Enquanto o Congresso discute, o Judiciário já vem traçando novas fronteiras na jurisprudência:

  • Autonomia patrimonial após os 70 anos
    O STF decidiu que idosos podem afastar a separação obrigatória de bens por pacto antenupcial, o que impacta diretamente a sucessão. Liberdade contratual com validade testamentária.
  • Doações fora da parte disponível são nulas – ponto final
    Mesmo com o consentimento dos demais herdeiros, o STJ reafirmou: violou a legítima, a doação será anulada (REsp 2.107.070/SC).
  • Direito real de habitação relativizado
    O viúvo pode perder o direito de permanecer no imóvel se houver capacidade econômica e outros herdeiros prejudicados (REsp 2.151.939/PR).
  • Isenção de IR na sucessão de cotas de fundos
    A transmissão de cotas sem resgate não sofre retenção de imposto, abrindo uma avenida para estratégias sucessórias mais eficazes (REsp 1.968.695/RS).

👪 Famílias modernas, sucessões mais complexas

O projeto também reconhece o que a realidade já impõe:

  • Uniões homoafetivas e multiparentalidade são equiparadas às uniões heteroafetivas, com os mesmos direitos sucessórios.
  • Famílias multiespécie ganham atenção jurídica: animais de estimação passam a ser considerados no planejamento sucessório – inclusive com previsão de curatela e provisões econômicas.
  • Multipropriedade imobiliária (Lei 13.777/2018) exige atenção especial na partilha de imóveis compartilhados por frações de tempo.

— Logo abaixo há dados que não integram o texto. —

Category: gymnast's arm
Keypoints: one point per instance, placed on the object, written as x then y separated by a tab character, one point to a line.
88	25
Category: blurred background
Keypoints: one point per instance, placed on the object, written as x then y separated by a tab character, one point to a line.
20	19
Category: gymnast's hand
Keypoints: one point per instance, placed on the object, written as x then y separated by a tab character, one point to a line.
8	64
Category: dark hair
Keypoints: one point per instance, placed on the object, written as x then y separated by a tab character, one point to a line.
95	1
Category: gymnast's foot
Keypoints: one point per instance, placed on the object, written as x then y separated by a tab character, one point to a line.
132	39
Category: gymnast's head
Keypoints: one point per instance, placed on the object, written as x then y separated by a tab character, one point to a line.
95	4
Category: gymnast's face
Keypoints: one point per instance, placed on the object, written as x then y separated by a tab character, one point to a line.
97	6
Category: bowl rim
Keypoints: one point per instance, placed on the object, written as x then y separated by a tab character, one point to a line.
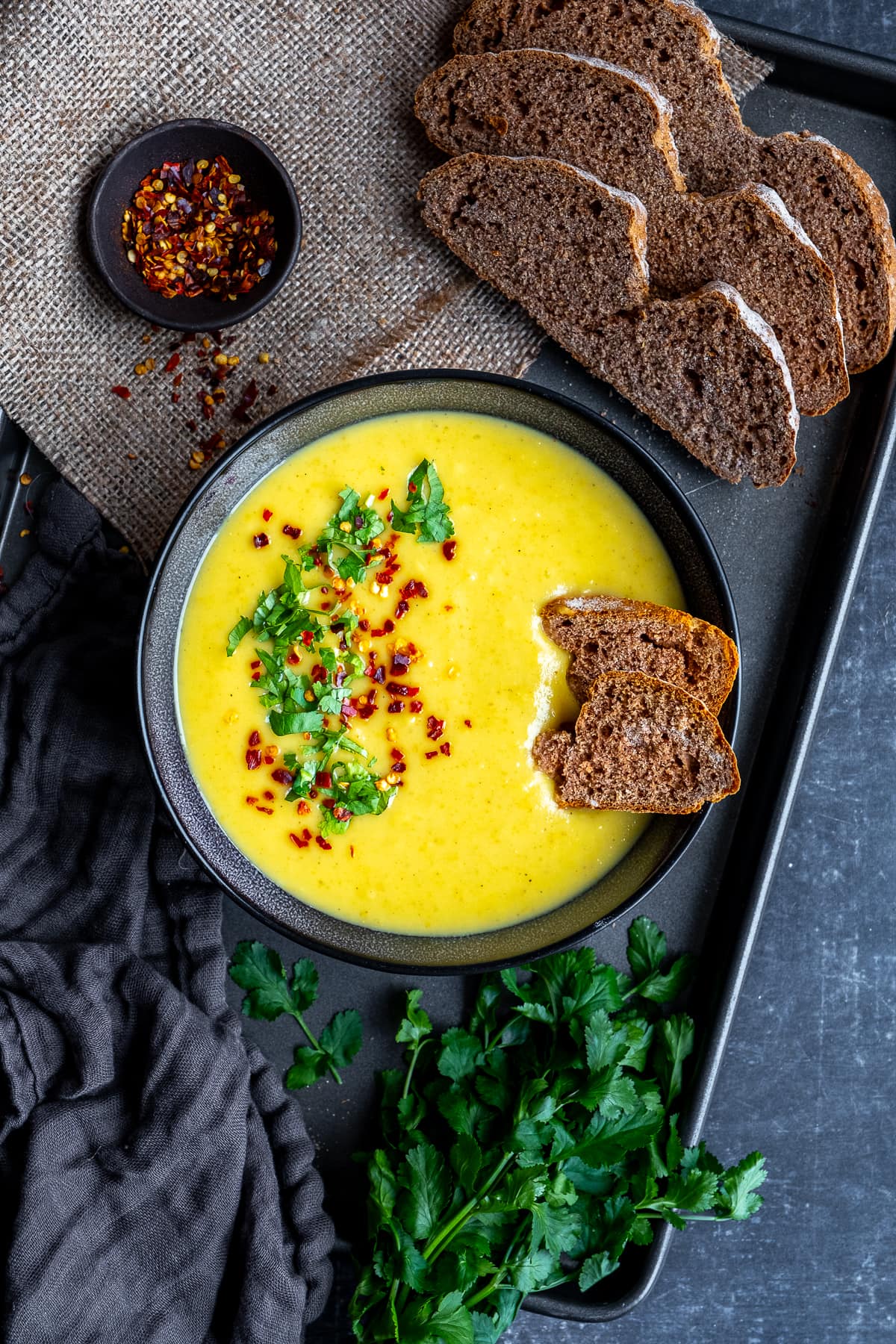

📊 O planejamento sucessório nunca foi tão essencial

A sucessão deixou de ser uma questão burocrática para se tornar estratégia de proteção patrimonial – e isso vale para herdeiros, gestores, empreendedores e até influenciadores digitais.

Você sabia que…

  • Sem testamento, seu parceiro de vida pode não herdar nada?
  • Sem planejamento digital, seus criptoativos podem morrer com você?
  • Sem holding familiar, seus filhos podem disputar patrimônio na Justiça por anos?
  • Sem assessoria jurídica, sua herança pode gerar mais tributos que tranquilidade?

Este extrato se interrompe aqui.